At first sight the 41-year-old playboy, a Hollywood film producer, was an unlikely suitor for the hand of a princess, a woman who had spent her life stripping away the bogus glamour of royalty so that she could spend time with and truly understand people on the margins of existence. Born into unashamed luxury, Dodi, the only son of Mohamed al-Fayed and his first wife, the late Samira Khashoggi, whose brother Adnan is the billionaire arms dealer, was given his own Rolls-Royce complete with chauffeur and bodyguard when he was just 15. Educated at a series of exclusive schools in Switzerland, France and Egypt, his training was rounded off by a period at the Sandhurst Royal Military Academy, to ‘toughen him up’ before he joined the United Arab Emirates Air Force.
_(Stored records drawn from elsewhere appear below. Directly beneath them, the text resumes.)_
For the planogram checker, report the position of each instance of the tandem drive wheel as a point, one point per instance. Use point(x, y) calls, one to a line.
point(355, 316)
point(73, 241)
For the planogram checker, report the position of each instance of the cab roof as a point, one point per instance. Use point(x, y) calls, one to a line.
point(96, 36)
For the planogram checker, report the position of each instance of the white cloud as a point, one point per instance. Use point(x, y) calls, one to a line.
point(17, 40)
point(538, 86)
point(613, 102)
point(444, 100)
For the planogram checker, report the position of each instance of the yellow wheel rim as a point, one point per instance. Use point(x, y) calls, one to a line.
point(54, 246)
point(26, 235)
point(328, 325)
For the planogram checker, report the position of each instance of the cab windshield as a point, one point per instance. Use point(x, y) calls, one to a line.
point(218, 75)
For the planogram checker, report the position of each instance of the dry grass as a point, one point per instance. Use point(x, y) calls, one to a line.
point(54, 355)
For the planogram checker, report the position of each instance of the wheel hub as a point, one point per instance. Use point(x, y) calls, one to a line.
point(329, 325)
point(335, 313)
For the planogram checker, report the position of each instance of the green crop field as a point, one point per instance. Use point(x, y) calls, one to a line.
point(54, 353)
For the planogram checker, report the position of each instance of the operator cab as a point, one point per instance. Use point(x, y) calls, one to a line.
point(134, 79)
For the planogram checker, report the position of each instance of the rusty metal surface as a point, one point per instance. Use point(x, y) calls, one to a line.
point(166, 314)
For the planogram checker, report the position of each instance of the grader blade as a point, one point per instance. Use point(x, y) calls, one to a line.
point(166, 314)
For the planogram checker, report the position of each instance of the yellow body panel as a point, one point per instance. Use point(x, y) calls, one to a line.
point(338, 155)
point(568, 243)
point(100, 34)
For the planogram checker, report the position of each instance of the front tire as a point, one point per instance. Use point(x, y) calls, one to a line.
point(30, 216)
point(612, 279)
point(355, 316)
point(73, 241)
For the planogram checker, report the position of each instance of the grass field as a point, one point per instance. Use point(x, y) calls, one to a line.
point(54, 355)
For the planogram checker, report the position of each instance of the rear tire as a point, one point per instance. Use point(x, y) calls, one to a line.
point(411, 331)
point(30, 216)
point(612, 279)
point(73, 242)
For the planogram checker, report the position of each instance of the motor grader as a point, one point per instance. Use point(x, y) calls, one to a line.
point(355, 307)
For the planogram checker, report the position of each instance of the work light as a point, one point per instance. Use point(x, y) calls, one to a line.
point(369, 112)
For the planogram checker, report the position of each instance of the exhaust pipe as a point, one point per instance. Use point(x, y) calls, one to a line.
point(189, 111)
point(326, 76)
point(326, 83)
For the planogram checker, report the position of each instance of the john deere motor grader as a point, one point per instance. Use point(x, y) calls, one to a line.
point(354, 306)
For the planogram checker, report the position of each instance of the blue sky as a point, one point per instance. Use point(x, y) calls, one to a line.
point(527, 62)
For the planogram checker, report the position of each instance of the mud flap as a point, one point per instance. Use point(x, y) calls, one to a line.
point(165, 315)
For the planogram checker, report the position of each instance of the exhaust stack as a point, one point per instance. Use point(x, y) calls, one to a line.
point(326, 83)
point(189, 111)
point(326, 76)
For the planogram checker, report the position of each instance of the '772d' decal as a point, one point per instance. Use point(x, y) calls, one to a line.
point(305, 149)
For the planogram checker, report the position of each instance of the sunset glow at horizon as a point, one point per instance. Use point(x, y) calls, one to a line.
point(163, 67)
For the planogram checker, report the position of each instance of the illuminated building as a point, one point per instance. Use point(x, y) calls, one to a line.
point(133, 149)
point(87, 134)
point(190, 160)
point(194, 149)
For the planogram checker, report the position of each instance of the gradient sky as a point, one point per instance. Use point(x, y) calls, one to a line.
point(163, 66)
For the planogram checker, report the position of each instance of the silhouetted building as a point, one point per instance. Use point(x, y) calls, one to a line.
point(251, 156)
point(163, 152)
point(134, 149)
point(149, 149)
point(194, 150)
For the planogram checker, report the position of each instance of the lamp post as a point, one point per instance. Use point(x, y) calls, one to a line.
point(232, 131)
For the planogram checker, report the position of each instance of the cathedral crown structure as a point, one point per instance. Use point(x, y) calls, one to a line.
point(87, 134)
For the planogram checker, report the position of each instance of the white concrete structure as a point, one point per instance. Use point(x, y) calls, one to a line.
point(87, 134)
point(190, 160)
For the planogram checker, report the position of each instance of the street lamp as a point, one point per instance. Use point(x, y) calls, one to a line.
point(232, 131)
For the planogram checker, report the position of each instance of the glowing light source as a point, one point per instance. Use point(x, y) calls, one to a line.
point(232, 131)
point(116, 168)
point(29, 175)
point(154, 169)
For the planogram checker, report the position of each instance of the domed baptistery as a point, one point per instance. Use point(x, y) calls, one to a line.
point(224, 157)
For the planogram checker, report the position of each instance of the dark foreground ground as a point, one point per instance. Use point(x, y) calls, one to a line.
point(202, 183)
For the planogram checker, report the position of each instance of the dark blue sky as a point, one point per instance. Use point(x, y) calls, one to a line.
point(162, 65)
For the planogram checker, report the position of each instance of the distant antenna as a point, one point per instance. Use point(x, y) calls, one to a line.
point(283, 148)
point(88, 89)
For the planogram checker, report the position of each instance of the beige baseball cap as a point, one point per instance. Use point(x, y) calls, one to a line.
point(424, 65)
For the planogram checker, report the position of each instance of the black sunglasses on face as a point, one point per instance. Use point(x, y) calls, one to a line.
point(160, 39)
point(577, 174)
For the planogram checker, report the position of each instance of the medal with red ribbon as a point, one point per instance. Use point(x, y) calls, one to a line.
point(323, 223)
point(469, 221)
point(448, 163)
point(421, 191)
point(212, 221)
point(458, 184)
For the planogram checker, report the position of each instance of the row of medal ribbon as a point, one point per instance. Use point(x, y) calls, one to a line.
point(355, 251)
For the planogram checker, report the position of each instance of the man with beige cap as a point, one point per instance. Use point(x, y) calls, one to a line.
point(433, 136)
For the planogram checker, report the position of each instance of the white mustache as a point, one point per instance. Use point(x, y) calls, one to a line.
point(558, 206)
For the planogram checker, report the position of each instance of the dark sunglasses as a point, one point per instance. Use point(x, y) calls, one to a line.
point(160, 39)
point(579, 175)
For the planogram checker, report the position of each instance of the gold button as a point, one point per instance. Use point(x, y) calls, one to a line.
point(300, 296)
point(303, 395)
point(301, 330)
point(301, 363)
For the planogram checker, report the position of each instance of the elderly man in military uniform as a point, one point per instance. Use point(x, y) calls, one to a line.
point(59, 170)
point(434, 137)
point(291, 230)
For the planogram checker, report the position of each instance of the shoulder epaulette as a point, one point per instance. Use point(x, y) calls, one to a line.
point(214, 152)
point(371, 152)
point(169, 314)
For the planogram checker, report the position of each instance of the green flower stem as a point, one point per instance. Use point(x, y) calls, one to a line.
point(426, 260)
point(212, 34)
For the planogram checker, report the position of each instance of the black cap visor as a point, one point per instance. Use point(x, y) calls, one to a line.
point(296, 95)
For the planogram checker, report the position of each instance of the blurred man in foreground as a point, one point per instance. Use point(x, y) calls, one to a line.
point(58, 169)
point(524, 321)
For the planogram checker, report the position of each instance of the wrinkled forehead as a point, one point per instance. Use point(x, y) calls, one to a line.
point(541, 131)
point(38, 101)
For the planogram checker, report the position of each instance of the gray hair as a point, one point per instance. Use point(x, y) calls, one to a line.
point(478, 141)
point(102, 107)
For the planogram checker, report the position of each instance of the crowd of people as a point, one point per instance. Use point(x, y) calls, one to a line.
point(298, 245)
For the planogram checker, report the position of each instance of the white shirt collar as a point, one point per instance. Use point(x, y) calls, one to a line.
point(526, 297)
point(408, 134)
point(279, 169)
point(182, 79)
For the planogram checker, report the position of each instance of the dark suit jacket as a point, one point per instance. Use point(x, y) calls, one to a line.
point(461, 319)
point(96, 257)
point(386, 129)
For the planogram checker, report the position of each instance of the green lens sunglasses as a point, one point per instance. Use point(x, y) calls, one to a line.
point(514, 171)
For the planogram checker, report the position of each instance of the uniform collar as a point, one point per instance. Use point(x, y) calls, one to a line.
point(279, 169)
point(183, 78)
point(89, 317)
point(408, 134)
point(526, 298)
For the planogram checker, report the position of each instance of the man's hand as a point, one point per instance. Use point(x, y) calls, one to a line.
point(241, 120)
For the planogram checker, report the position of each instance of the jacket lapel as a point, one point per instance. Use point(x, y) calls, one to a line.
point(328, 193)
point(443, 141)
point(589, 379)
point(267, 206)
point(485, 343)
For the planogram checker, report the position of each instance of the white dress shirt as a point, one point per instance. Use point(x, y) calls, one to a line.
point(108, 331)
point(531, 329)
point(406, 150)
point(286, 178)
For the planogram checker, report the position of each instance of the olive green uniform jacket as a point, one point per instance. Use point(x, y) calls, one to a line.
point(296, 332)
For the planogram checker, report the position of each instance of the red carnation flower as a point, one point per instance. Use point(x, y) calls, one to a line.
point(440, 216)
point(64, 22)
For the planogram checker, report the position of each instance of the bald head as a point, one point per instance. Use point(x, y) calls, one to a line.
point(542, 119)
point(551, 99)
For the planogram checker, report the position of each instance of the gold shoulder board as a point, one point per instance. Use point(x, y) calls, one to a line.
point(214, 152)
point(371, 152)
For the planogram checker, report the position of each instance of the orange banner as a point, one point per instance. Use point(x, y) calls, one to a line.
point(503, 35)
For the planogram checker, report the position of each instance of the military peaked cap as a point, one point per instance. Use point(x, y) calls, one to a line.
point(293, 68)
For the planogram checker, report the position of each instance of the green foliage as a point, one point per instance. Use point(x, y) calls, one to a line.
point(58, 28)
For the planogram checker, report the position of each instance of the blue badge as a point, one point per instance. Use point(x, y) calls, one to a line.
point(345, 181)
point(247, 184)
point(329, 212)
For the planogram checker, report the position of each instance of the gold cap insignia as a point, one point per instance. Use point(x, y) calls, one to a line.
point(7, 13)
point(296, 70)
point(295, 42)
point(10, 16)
As a young man with a predilection for fast cars and beautiful women, it was inevitable that he should be drawn to the shiny glamour of Hollywood where he became a film producer involved most notably with the Oscar-winning Chariots of Fire. Following the failure of his eight-month marriage to the model Suzanne Gregard, he was linked to a series of glittering girlfriends including Brooke Shields, Joanne Whalley, Cathy Lee Crosby and Julia Roberts. His holiday companion, Kelly Fisher, was the latest in a long line of loves. Though he once said that his first marriage had put him off the institution for life, it seemed he was ready to settle down with the Californian model. Kelly Fisher later claimed that they were engaged at the time; he had bought her a $200,000 ring, presented her with a cheque for the same amount – it subsequently bounced – and picked out a seafront property in Malibu where he and Kelly would live after their marriage.